They bowed and Fancy laughed. “See?”

“Your
bidding
?” Kit said, mockingly. “Look at the little raja.”

“Rajas are boys. You must address me as maharaja, if you please.” Fancy looked around the garden, counting the bodies scattered here and there in the warm sunshine. “There’s one missing,” she said. “Where’s the one with the tattoo?”

“Through those hedges, I guess,” said Kit. At some point during her wild ride with Longhorn, she must have lost the aviator glasses. She bounced in place like a sprinter before a race starts. “Wanna go run him down?”

“No need. Minions!” Fancy snapped her fingers. “Find the tattooed boy and bring him here at once.”

The minions disappeared through the hedges that separated the garden from the rest of the happy place, and Fancy grinned ear to ear. “How cool is that?”

Kit seemed to find it more freaky than cool—she had stopped bouncing. “Who
are
those guys?”

“Happy-place people.

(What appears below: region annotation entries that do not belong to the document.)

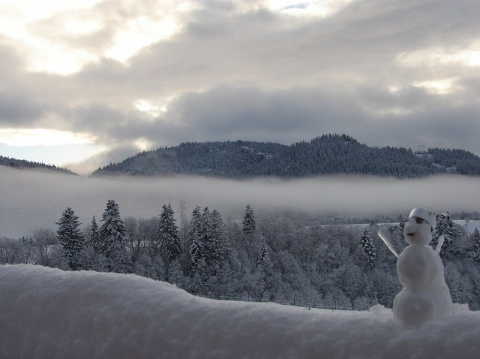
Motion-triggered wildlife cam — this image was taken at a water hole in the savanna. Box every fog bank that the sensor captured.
[0,167,480,238]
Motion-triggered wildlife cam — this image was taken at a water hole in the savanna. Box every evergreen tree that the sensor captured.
[257,236,270,266]
[211,209,232,264]
[360,228,377,269]
[99,200,132,273]
[56,207,84,270]
[155,204,182,265]
[243,204,256,235]
[472,228,480,263]
[432,212,458,258]
[88,216,100,253]
[189,206,204,271]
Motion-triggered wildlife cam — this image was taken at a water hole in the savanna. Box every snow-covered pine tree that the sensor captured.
[189,206,204,272]
[471,228,480,263]
[360,228,377,269]
[99,200,132,273]
[211,209,232,265]
[257,236,270,266]
[155,204,182,265]
[88,216,100,253]
[56,207,84,270]
[432,212,458,258]
[243,204,256,235]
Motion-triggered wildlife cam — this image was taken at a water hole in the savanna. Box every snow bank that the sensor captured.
[0,265,480,359]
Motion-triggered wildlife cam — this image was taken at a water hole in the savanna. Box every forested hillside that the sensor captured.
[93,135,480,178]
[0,156,75,174]
[0,200,480,310]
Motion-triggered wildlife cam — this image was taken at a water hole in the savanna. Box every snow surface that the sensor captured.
[0,265,480,359]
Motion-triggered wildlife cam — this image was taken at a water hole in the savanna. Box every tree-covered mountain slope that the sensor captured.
[92,134,480,178]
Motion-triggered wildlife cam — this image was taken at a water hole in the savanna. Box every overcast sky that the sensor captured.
[0,0,480,174]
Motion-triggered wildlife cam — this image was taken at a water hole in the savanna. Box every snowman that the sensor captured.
[379,208,452,328]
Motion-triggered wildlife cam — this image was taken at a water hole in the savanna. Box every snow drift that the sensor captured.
[0,265,480,359]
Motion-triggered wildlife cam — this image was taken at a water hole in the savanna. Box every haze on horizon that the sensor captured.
[0,166,480,238]
[0,0,480,174]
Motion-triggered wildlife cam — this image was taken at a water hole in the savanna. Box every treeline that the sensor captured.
[93,134,480,178]
[0,204,480,310]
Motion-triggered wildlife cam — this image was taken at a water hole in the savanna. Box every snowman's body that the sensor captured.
[393,209,452,328]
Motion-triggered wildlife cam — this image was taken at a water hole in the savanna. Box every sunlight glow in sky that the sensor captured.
[0,0,480,174]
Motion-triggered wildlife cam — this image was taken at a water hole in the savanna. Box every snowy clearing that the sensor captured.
[0,265,480,359]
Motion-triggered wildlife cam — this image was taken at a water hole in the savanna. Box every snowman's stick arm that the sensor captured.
[435,234,445,253]
[378,231,398,258]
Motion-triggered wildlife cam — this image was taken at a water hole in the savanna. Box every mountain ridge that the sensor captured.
[91,134,480,178]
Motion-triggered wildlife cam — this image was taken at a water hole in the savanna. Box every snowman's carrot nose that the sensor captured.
[378,231,398,258]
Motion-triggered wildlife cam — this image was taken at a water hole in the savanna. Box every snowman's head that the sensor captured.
[403,208,436,245]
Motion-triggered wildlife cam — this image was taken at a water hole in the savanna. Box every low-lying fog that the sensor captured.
[0,167,480,238]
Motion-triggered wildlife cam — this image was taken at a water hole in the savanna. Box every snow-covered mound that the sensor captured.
[0,265,480,359]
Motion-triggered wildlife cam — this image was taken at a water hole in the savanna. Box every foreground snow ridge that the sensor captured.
[0,265,480,359]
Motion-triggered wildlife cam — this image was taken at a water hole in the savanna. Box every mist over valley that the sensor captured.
[0,166,480,238]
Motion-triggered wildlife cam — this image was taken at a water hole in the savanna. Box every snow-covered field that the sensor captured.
[0,265,480,359]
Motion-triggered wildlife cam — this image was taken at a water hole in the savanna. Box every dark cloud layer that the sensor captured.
[0,0,480,172]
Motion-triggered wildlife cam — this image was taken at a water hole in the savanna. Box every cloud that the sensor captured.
[0,0,480,172]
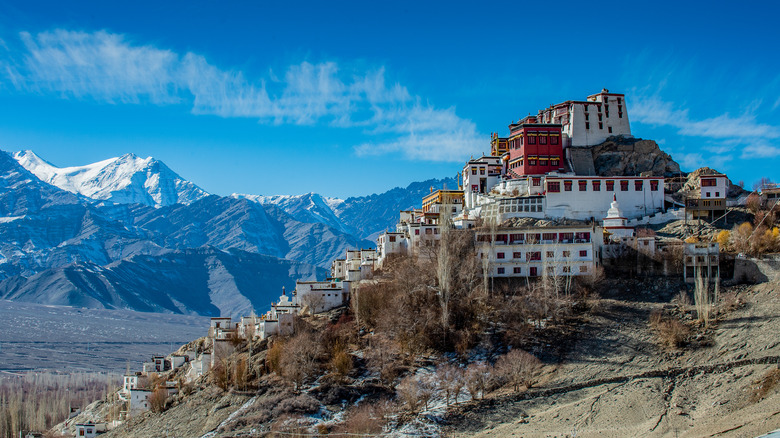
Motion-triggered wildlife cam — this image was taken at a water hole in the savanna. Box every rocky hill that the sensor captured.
[571,136,680,176]
[65,279,780,438]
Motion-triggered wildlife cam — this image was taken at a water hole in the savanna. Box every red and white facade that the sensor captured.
[477,224,604,277]
[537,88,631,147]
[506,116,565,179]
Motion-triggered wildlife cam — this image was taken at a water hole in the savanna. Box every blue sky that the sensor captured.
[0,0,780,197]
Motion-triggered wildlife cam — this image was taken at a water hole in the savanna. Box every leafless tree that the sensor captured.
[465,362,492,400]
[496,349,541,391]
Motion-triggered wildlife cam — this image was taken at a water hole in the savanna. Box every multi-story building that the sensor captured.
[685,174,729,221]
[422,190,463,216]
[506,116,565,179]
[461,156,502,193]
[537,88,631,147]
[477,223,603,277]
[683,242,720,282]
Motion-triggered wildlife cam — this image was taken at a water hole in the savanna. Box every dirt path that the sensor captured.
[445,284,780,438]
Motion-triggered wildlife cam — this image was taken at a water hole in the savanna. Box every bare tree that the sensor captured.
[496,349,542,391]
[465,362,491,400]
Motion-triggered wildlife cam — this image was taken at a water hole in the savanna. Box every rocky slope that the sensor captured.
[571,136,680,176]
[446,282,780,438]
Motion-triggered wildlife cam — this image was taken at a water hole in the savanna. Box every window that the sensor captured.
[574,232,590,243]
[650,180,658,192]
[558,233,574,243]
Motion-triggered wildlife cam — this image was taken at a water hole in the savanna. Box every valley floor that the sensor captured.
[445,283,780,438]
[0,300,209,372]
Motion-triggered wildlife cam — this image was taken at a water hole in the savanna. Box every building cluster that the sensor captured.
[377,89,666,277]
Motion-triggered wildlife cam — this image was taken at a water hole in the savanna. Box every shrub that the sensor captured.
[750,368,780,402]
[397,375,436,413]
[465,362,492,400]
[329,349,352,377]
[496,348,542,391]
[650,311,691,348]
[337,401,392,436]
[149,388,168,413]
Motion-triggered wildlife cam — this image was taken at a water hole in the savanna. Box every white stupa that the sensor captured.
[604,193,634,240]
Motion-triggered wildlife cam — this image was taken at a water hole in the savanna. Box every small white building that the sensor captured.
[544,174,664,220]
[295,278,350,313]
[683,242,720,282]
[461,156,502,200]
[128,389,152,416]
[76,423,107,438]
[208,317,238,339]
[603,195,634,241]
[699,174,729,199]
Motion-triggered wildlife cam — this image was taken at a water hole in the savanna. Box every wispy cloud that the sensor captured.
[631,96,780,139]
[0,30,484,161]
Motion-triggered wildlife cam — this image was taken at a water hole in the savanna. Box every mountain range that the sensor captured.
[0,151,456,316]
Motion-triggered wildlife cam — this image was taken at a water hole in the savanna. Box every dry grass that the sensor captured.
[650,311,691,348]
[750,368,780,403]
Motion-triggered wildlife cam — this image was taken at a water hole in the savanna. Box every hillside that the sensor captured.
[445,282,780,438]
[61,270,780,438]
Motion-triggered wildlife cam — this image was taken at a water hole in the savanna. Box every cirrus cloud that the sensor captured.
[0,29,484,161]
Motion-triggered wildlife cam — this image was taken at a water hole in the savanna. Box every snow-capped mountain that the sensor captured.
[230,193,356,234]
[13,151,208,207]
[0,151,454,316]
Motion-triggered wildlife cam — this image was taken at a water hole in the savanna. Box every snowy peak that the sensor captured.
[13,151,208,207]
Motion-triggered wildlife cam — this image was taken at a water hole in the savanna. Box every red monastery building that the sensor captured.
[507,116,564,178]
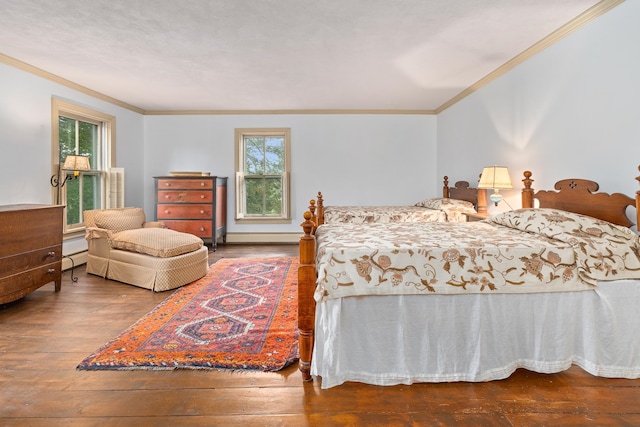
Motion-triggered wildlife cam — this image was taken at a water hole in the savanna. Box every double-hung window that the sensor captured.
[235,128,291,223]
[52,99,115,234]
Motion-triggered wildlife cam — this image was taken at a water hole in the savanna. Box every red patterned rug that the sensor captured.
[78,258,298,371]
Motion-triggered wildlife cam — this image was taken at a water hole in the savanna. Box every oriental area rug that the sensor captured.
[77,257,298,371]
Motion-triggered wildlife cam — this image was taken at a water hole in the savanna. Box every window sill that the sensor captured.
[236,218,291,224]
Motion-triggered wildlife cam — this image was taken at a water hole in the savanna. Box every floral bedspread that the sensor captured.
[324,206,447,224]
[315,209,640,301]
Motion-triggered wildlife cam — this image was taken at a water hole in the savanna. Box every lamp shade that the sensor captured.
[62,154,91,171]
[478,166,513,190]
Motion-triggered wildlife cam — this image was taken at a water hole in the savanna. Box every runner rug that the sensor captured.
[78,258,298,371]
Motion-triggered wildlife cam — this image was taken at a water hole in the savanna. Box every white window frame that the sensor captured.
[51,98,116,237]
[235,128,291,224]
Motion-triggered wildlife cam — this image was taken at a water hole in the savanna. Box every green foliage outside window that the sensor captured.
[244,136,285,216]
[58,116,100,225]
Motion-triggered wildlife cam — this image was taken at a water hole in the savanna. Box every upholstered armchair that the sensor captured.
[84,208,209,292]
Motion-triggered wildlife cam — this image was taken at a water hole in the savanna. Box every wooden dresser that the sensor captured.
[154,176,227,249]
[0,204,63,304]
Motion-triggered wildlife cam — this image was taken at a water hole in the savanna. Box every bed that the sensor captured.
[309,176,487,225]
[298,171,640,388]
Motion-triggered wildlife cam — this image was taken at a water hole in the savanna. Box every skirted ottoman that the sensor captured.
[84,208,209,292]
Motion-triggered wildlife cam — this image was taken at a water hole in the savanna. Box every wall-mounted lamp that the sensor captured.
[478,166,513,206]
[51,154,91,203]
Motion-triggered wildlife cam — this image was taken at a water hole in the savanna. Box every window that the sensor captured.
[236,129,291,223]
[52,99,115,234]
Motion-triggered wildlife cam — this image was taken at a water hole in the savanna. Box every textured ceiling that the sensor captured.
[0,0,610,111]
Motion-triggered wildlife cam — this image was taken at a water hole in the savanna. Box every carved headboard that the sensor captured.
[522,168,640,231]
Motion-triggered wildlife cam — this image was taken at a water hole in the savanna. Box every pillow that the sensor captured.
[95,208,145,233]
[416,197,476,212]
[491,208,640,280]
[491,208,638,241]
[416,197,476,222]
[109,228,204,258]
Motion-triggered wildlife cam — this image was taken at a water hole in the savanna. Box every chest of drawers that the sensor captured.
[0,204,63,304]
[154,176,227,249]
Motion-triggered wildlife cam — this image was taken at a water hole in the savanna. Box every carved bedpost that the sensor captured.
[316,191,324,226]
[298,211,316,381]
[442,175,450,199]
[476,174,489,215]
[308,199,318,233]
[636,166,640,231]
[522,171,533,208]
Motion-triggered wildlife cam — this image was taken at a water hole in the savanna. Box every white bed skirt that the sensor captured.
[311,280,640,388]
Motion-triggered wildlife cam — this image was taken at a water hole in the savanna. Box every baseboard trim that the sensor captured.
[62,251,89,271]
[227,233,302,243]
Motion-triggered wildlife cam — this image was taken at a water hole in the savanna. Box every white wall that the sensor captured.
[437,0,640,214]
[0,63,145,254]
[145,114,442,232]
[0,1,640,244]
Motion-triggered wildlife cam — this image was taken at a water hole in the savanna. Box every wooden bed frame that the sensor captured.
[298,166,640,381]
[309,175,488,226]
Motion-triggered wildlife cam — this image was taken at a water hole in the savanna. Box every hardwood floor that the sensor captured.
[0,244,640,426]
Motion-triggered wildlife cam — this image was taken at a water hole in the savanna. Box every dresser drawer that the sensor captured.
[156,204,213,220]
[0,262,62,304]
[0,245,62,276]
[162,220,213,239]
[158,190,213,203]
[158,179,213,190]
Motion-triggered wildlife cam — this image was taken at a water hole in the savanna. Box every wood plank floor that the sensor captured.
[0,244,640,426]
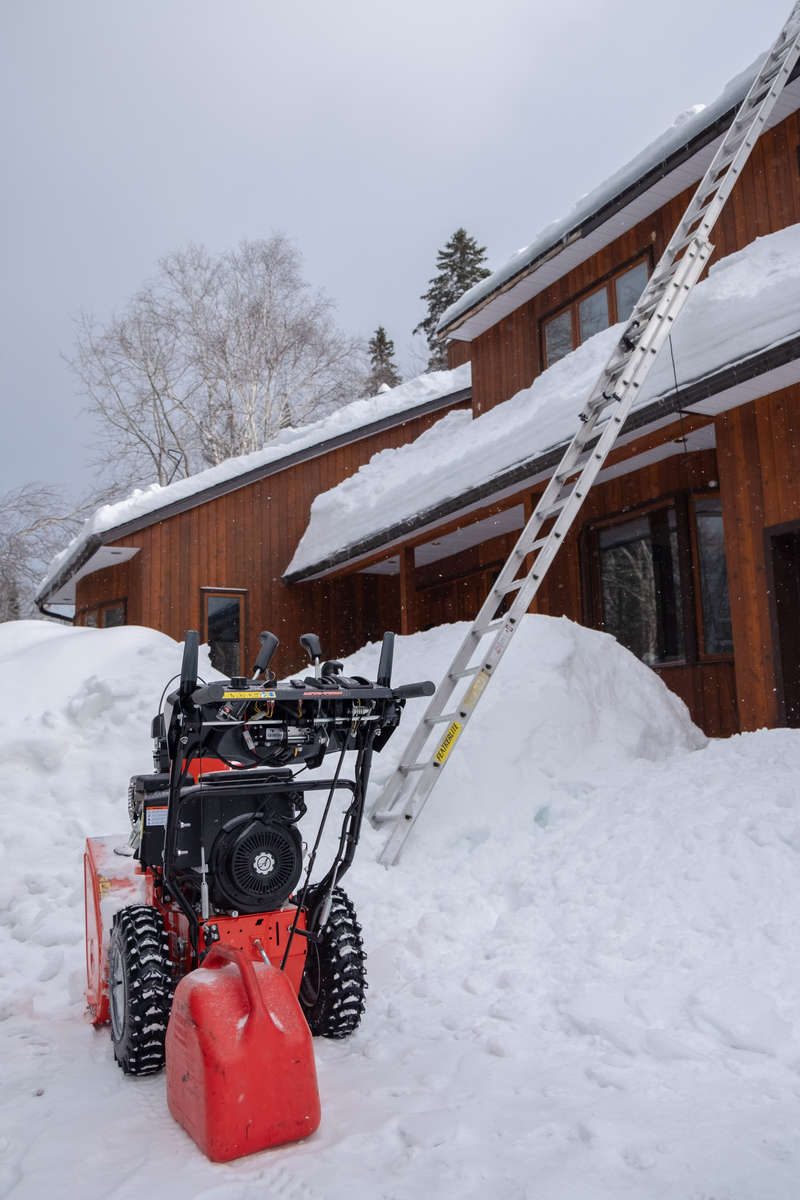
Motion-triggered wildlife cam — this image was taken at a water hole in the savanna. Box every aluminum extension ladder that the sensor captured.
[369,0,800,866]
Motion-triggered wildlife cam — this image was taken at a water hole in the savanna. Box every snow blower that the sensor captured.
[84,631,434,1162]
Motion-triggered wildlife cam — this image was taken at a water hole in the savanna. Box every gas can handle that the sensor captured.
[203,942,266,1020]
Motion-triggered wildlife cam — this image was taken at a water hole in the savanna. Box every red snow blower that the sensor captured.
[84,631,434,1162]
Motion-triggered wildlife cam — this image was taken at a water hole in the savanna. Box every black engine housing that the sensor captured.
[132,769,306,913]
[209,812,302,912]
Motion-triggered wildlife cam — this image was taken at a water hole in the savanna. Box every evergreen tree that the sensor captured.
[366,325,401,396]
[414,229,491,371]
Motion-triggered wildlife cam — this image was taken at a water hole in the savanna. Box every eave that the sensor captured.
[438,62,800,342]
[283,336,800,583]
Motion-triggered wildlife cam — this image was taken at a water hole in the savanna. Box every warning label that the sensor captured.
[433,721,462,767]
[461,671,489,713]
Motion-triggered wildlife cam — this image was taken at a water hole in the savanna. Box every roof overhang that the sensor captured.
[439,64,800,342]
[283,335,800,583]
[34,388,473,611]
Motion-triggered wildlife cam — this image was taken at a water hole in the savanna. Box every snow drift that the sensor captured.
[287,224,800,575]
[0,617,800,1200]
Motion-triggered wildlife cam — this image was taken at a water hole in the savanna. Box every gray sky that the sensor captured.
[0,0,790,492]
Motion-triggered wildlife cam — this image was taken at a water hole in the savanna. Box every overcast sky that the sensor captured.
[0,0,790,492]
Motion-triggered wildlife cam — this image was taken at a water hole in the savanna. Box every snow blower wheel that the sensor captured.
[108,905,173,1075]
[210,812,302,913]
[300,888,367,1038]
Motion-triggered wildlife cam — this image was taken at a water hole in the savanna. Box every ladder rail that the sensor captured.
[371,0,800,865]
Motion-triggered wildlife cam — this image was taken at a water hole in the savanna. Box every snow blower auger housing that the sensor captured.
[85,631,433,1108]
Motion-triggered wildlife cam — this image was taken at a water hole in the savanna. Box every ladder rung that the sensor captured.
[536,496,570,521]
[373,7,800,865]
[447,662,483,683]
[369,809,403,826]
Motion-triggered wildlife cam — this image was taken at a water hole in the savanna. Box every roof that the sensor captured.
[284,224,800,582]
[438,55,800,341]
[36,362,471,605]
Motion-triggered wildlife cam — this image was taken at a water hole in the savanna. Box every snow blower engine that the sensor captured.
[85,631,434,1159]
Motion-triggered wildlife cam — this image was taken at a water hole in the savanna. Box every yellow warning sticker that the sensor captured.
[433,721,462,767]
[222,691,275,700]
[461,671,489,713]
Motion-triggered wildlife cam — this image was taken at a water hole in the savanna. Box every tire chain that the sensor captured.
[112,905,174,1075]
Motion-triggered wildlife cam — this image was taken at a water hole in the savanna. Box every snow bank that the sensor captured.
[438,54,765,329]
[287,224,800,574]
[38,364,471,594]
[0,617,800,1200]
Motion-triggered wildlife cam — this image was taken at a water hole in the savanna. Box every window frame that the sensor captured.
[200,587,249,674]
[581,488,734,671]
[539,246,652,371]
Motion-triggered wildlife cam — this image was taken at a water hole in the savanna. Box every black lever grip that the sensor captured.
[253,629,278,676]
[180,629,200,700]
[392,679,437,700]
[300,634,323,662]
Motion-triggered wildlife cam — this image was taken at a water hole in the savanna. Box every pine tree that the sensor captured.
[366,325,401,396]
[414,229,491,371]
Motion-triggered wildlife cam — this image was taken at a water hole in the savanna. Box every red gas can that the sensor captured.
[167,944,320,1163]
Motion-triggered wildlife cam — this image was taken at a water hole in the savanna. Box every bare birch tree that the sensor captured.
[72,234,366,486]
[0,484,85,622]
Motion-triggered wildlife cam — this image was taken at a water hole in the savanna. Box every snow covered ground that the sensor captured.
[0,617,800,1200]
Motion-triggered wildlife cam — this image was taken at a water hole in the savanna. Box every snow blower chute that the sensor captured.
[85,631,434,1162]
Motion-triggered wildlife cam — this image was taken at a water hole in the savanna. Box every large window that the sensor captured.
[542,258,649,367]
[203,588,245,677]
[693,496,733,655]
[589,496,733,666]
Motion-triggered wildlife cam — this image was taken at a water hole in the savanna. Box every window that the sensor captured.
[542,258,649,367]
[588,496,733,666]
[597,508,686,666]
[76,600,127,629]
[204,589,245,678]
[694,496,733,655]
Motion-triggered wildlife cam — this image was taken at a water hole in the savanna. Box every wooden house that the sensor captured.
[38,56,800,736]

And happy-place people have to do whatever I want. Watch.” Fancy stared hard at the hedges, and moments later people entered carrying armchairs and a pail full of ice and drinks. They weren’t dressed in white like the minions; they were just ordinary people, women and men and even a small kid, who looked pleased at the chance to offer Fancy any assistance they could. As she directed them to set up the chairs on the headless statue platform, she noticed that, unlike her and Kit and the dead bodies lying upon the ground, none of the happy-place people cast a shadow. Neither did the statues.

“You can go now,” Fancy told them, trying not to feel spooked as they hurried silently past her and left the garden.

“Wow,” said Kit, looking gratifyingly impressed as she sat with her bottle of lemonade. “This is the life.”

Fancy sat in her own chair and clinked bottles with her sister, glad to see her in such a good mood after all her whining
about her inability to “connect” with other people. Whatever that meant. “Did you get any more ears?” she asked.

Kit gasped and nearly choked on her lemonade. “I forgot! Wait here.” Kit hurried off the platform, switchblade in hand, and Fancy watched her flit from body to body collecting ears like a bee collecting pollen. Kit returned with four ears stacked in the palm of her hand.

“I don’t wanna put them in with
him
,” she said when Fancy removed the jar from her pocket and unscrewed the lid. She wagged her finger at the old man’s ear. “You’d like being surrounded by the flesh of young boys, wouldn’t you?”

Fancy grimaced at the stench rising from the jar. “We gotta bury this thing. It’s disgusting.”

“I considered preserving it, but decomposition has its own beauty. Don’t be such a girl.”

One of the elevated, stone-bordered circles of earth that separated each statue drew Fancy’s eye.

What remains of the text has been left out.